Listening to Newsday- BBC on Monday morning caused me to think of a word I had last reflected on a decade ago while frightfully awaiting a literature exam.
Come this Monday, one of the Newsday presenters reported of Christian Militia in the Central African Republic and I went ‘wait a minute, Christianity as I understand it is supposed to be a religion based on love, so to speak of a Christian militia would basically be putting together two words that have opposite meanings and thus my current thoughts on oxymorons.
Here is a list of oxymorons popularly used in Kenya and beyond.
1. Africa Rising

If you have been following the Africa Rising story that is bombarding our media of late, then you must surely understand why I do refer to this phrase as an oxymoron. Opponents of this narrative are quick to point out the wars in South Sudan and Central African Republic, Al shabaabs survival so far, violence in DRC , perpetual electoral disputes and hundreds of refugees opting to die in capsizing boats as they flee in search for better lives in other continents as just a few of the reasons why Africa is in fact, not rising.

2. Democracy
This has got to be one of the most used oxymoron in Africa. A democratic state is supposed to be one by the people, of the people and for the people. However, over here it is used whenever an individual or a group of individuals feel a deep-set dissatisfaction with the government of the day. This usually leads to a coalition of the disgruntled to form parties that carry the word democratic. Nonetheless, anyone interested in closely examining the day to day activities of such democratic organizations will come to find that the party’s actions are usually as far away from the true meaning of the word as they can be.
Let us charitably begin at home. The Orange Democratic Movement has, in the past, had internal wrangling during the rather tough times of flag bearer elections. That the leader is usually rather predetermined doesn’t resonate well with those who my favourite East African columnist Elsie Eyakuze would describe as having president-flavoured ambitions, they, wounded by the undemocratic choices usually storm off in anger to join their rivals
Then we have Zimbabwe’s Movement for Democratic Change . It could be true that according to Mr. Tzvangirai, Zimbabweans have a yardstick for measuring democracy and morality isn’t a component of the said yardstick ( refer toi linq www. ). However, how does one begin to explain his complete belief that it is he and only he who can be on the frontline of the so-called fight for democracy?
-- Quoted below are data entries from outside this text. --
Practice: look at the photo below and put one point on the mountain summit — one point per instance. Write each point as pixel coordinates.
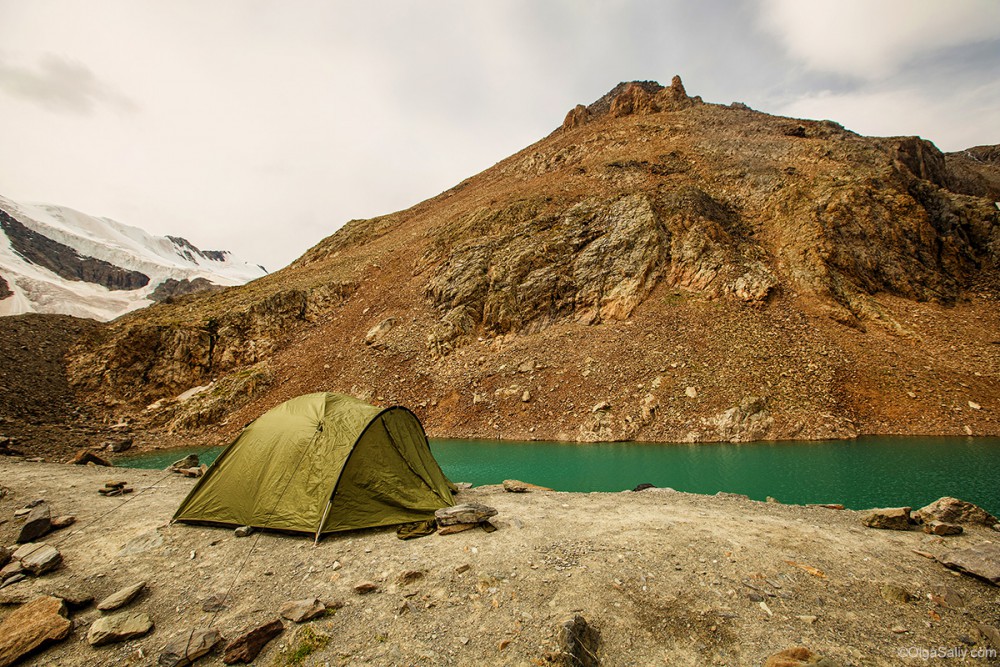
(54, 259)
(657, 268)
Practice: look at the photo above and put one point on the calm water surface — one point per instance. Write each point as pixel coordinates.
(868, 472)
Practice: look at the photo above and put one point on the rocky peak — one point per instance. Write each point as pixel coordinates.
(633, 97)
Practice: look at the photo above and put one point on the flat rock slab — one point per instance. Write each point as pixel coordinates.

3. Free and fair elections
This is of course another well loved oxymoron which simply refers to elections marred by among other things; irregularities; delayed results that keep the mwananchi at the edge of his seat, damned to listen to sorrowful patriotic songs as he awaits results from Tharaka Nithi to arrive because the current figures on TV aren’t ‘moving’ ; malfunctional dollar shilling VBR kits that cost the taxpayer an arm and a leg, missing forms ; telephone jams that mar otherwise digital transmissions of M-results; uninformative regular news briefs by electoral body chairmen, social media political wars and finally solemn faced election ‘non-winners’ announcing to the nation that they would have won if only the elections were free and fair.
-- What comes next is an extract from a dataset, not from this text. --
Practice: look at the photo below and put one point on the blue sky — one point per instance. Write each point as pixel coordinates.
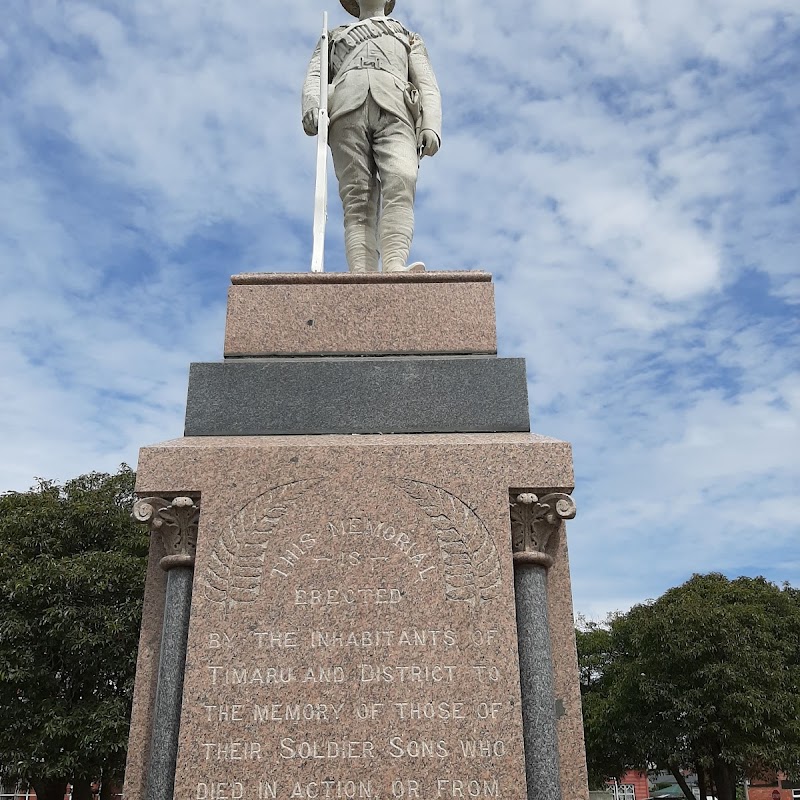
(627, 169)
4. #KenyansWeAreOne and #TribelessKenya.
This is particularly hard to believe in a country where an adamant MP would lash out at the father of the nation for unfairness because he gave more cabinet positions to ‘his’ people and hence shortchanging the people from the other region. ‘Our people were sidelined’ doesn’t really reek oneness. Also, that an acquinteace, in the process of making small talk would begin with ‘ not to be tribal or anything but which part f the country do you come from? As though your answer to that is what determined the drift of the conversation….

5. CORRUPTION FREE ZONE
In marketing, there is a concept known as subliminal marketing in which a product is subconsciously sold to a client without the clients’ knowledge. This is done through say, putting up images of the product in the room, however, no one directly speaks of the product. However, the human brain unconsciously receives this message and if the client walks out and finds the product being sold at the door, he is very likely to buy.
This would be the same concept at play in the so called ‘corruption free zones’. Just by coming across the word corruption, the person walking into the place is already indirectly made aware of the possibility of bribing their way to a great service. If push comes to shove then the said person will most likely try out the option since the word corruption is embedded in their subconscious.
Have a trouble-free weekend, won’t you?